Why do you want to write about your family history?

I first heard about the subject of my book, my four x great grandmother Mary Pitt, from my aunt in Australia, who was the family genealogist. She’d spent years researching Mary’s background, mostly in England, from where she emigrated to New South Wales in 1801. I didn’t pay the story a great deal of attention to be honest, not until I did a bit of my own research into Australian colonial history and realised the significance of the date.

In 1801 the new colony of New South Wales, otherwise known as Botany Bay, was thirteen years old. It had been founded in 1788 as a penal colony, a place to send convicts who could no longer be transported to the now independent United States, and who were filling up the prisons and hulks to such an alarming extent that the government of the day had to find an instant solution to the problem of overcrowding. So the First Fleet set off in 1788 to a country that had only been visited, briefly, by Captain Cook eighteen years earlier and ever since pretty well ignored. On board the eleven ships were 775 convicts and 245 marines, some with their families, plus the ships’ crews and officials – a total, on arrival, of around 1,370. They set up camp on the east coast by a harbour at a place which they named Sydney, and then proceeded to nearly starve to death.

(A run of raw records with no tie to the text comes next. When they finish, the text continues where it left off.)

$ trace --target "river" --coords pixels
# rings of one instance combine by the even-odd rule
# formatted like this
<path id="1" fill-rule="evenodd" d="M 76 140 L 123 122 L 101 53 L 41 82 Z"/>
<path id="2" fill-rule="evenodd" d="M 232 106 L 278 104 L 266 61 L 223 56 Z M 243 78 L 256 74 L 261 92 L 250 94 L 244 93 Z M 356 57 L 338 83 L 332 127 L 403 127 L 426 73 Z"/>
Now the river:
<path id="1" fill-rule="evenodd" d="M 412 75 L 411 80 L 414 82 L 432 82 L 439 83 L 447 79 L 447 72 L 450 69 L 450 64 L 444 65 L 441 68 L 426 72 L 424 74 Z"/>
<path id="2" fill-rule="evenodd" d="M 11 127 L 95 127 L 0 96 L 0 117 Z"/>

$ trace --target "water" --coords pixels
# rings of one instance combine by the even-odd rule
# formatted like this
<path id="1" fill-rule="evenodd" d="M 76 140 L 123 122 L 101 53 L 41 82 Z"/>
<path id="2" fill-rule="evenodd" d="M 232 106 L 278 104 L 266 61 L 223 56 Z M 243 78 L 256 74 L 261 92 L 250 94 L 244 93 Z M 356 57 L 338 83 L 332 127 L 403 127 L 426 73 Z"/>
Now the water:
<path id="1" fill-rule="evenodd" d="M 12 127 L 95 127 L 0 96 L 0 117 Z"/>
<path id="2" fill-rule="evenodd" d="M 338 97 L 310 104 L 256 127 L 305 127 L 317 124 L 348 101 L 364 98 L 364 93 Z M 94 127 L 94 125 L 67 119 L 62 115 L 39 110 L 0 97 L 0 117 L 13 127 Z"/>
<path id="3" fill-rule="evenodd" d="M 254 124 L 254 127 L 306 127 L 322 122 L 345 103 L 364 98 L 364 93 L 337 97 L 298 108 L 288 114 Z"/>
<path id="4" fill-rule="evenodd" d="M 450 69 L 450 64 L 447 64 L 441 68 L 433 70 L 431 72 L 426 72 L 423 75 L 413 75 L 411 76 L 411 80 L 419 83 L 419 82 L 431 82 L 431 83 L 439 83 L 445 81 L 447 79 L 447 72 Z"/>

The First Fleet arriving in Sydney Harbour, by William Bradley 1788 (australianhistory.org)
The First Fleet arriving in Sydney Harbour, by William Bradley 1788 (australianhistory.org)

Thirteen years later the colony was still an experiment that looked as if it might fail. The Europeans, as the colonists were called, found the climate and the conditions so alien they struggled to grow enough to feed themselves, and provisions from England, for the first few years anyway, were very scarce. Not surprisingly very few people could be persuaded to migrate there voluntarily, especially since it involved a hazardous sea journey taking at least six months, with little prospect of being able to return home if they didn’t like it there.

One of the very few exceptions was my four x great grandmother. She was a widow, in her fifties, and she had five children with her – four girls and one boy – whose ages ranged from fourteen to twenty-seven. What on earth made her decide to leave her home in the village of Fiddleford in Dorset and travel across the globe to live in a penal colony?

That, dear readers, is what made me decide to write the family book.

Sydney c1800 by Conrad Martens (artrecord.com)
Sydney Harbour c1800 by Conrad Martens (artrecord.com)

If you have a Why or a How or a What in your family background that begs to be answered, that may well be the jumping-off point for your journey into print.